When she applied for her first Wall Street job, her biggest obstacle wasn’t her résumé.

It was her first name.

Muriel.

Firms saw the name of a woman and ignored her.

So she shortened it to M.F. Siebert.

The phone finally rang.

She landed a job at Bache & Company making $65 a week. They gave her the least desirable industries—aviation, movies, entertainment—because railroads still ruled the market.

But Muriel saw what others ignored. Commercial aviation was coming. The world was about to shift.

She told clients to buy Boeing.

She was right.

By 1965 she was earning $250,000 a year, yet men doing the same job made twice as much. A friend told her:

“Buy a seat on the New York Stock Exchange. Be your own boss.”

She laughed at the idea.

Then she realized she shouldn’t.

To buy a seat, she needed a sponsor.

Nine men said no.

The tenth finally agreed.

But the NYSE wasn’t done blocking her.

They created a brand-new rule just for her case: she had to find a bank willing to guarantee $300,000 of the seat price—something no man had ever been asked to do.

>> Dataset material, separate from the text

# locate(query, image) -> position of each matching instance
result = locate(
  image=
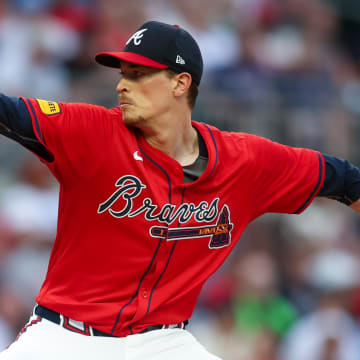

Banks refused without NYSE approval.

The NYSE refused without a bank letter.

A perfect trap.

For two years she fought.

Then Chase Manhattan finally broke ranks and gave her the loan.

On December 28, 1967, Muriel Siebert stepped onto the floor of the New York Stock Exchange—the only woman among 1,365 men. She would remain the only one for the next decade.

The indignities were constant. A private club refused to let her use the elevator for a business lunch, sending her through the kitchen and up the back stairs instead. Her male colleagues were so outraged that they refused to go unless they walked with her the same way.

And the seventh-floor luncheon club, where major deals were made?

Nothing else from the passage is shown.